When a girl enters the matrimonial market, at about the age of twelve or thirteen, her face is specially colored with a yellow paint, made from the flower of the date palm, and the aspirant to her hand brings a bundle of firewood, neatly tied up, which he places beside her earthen bed at early morning. As the rising sun gilds the eastern sky, the girl awakes out of her sleep, rubs her eyes,—and sees the sticks. Well does she know the meaning of it, and a glad light flashes in her dark eyes as she cries out, "Who brought the sticks?" All men, women and children, take up the cry, and soon the whole encampment resounds with, "Who brought the sticks?" The medicine-man, who sleeps apart from the "common herd" under an incense-tree, hears the din, and, quickly donning his head-dress, hurries down to the scene. With an authoritative voice, which even the chief himself does not use, he demands, "Who brought the sticks?" until a young brave steps forward in front of him and replies, "Father of Kittens, I brought the sticks." This young man is then commanded to stand apart, the girl is hunted out, and together they wait while the witch-doctor X-rays them through and through. After this close scrutiny, they are asked: "Do you want this man?" "Do you want this girl?" To which they reply, "Yes, Father of Kittens, I do." Then, with great show of power, the medicine-man says, "Go!" and off the newly-married pair start, to live together until death (in the form of burial) does them part.

It may be a great surprise to the reader to learn that these savages are exceedingly moral. Infidelity between man and wife is punished with death, but in all my travels I only heard of one such case. A man marries only one wife, and although any expression of love between them is never seen, they yet seem to think of one another in a tender way, and it is especially noticeable that the parents are kind to their children.

One evening I rode into an encampment of savages who were celebrating a feast. About fifty specially-decked-out Indians were standing in a circle, and one of the number had a large and very noisy rattle, with which he kept time to the chant of Há há há há há! ú ú ú ú ú! ó ó ó óó! aú aú aú aú aú! The lurid lights of the fires burning all around lit up this truly savage scene. The witch-doctor, the old fakir named "Father of Kittens," came to me and looked me through and through with his piercing eyes. I was given the rattle, and, although very tired, had to keep up a constant din, while my wild companions bent their bodies in strange contortions. In the centre of the ring was a woman with a lighted pipe in her hand. She passed this from one to another and pushed it into the mouth of each one, who had "a draw." My turn came, and lo! the pipe was thrust between my teeth, and the din went on: Há há! ú ú! ó ó! aú aú! This feast lasted three nights and two days, but the music was not varied, and neither man nor woman seemed to sleep or rest. Food was cooking at the different fires, attended by the women, but my share was only a roasted fox's head! The animal was laid on the wood, with skin, head and legs still attached, and the whole was burnt black. I was very hungry, and ate my portion thankfully. Christopher North said: "There's a deal of fine confused feeding about a sheep's head," and so I found with the fox's. Truly, as the Indian says, "hunger is a very big man."
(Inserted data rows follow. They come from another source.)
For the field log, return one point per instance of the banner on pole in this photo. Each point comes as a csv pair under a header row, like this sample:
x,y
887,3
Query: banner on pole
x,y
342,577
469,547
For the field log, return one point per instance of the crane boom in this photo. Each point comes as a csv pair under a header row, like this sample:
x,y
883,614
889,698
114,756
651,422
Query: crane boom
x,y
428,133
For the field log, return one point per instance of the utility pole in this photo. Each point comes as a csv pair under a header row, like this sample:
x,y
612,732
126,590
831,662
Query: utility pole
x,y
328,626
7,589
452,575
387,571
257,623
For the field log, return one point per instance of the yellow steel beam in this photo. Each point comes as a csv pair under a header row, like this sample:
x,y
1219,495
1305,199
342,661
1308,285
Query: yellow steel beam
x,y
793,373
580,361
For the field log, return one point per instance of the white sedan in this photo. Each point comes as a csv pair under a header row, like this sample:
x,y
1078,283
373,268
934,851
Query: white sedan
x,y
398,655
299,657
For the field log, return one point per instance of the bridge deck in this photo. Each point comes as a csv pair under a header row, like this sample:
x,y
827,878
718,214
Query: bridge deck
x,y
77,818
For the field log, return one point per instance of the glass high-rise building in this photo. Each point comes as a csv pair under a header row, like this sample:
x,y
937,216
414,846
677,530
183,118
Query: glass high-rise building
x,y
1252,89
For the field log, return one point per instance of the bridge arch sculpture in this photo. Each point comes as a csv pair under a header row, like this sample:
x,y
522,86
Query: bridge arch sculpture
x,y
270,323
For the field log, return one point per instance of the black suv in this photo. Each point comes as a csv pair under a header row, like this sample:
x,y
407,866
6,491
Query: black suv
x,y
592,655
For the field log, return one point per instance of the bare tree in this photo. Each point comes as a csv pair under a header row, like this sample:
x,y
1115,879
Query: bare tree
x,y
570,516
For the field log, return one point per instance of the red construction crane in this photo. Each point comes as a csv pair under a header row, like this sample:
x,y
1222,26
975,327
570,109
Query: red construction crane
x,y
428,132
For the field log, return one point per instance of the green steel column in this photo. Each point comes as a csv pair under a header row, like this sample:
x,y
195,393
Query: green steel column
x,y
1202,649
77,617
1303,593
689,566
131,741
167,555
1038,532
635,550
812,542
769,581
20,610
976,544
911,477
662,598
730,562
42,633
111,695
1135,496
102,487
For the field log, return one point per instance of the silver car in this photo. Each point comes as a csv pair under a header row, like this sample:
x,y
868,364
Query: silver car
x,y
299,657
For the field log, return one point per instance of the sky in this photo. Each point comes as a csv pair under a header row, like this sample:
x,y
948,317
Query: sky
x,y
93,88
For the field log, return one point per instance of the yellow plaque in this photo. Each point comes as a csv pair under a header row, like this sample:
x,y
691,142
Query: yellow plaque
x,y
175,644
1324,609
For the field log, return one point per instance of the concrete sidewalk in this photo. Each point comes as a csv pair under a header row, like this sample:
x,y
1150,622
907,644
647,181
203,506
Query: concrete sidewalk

At these feasts a drum, made by stretching a serpent's skin over one of their clay pots, is loudly beaten, and the thigh-bone of an ostrich, with key-holes burned in, is a common musical instrument. From the algarroba bean an intoxicating drink is made, called ang-min, and then yells, hellish sounds and murderous blows inspire terror in the paleface guest. "It is impossible to conceive anything more wild and savage than the scene of their bivouac. Some drink till they are intoxicated, others swallow the steaming blood of slaughtered animals for their supper, and then, sick from drunkenness, they cast it up again, and are besmeared with gore and filth."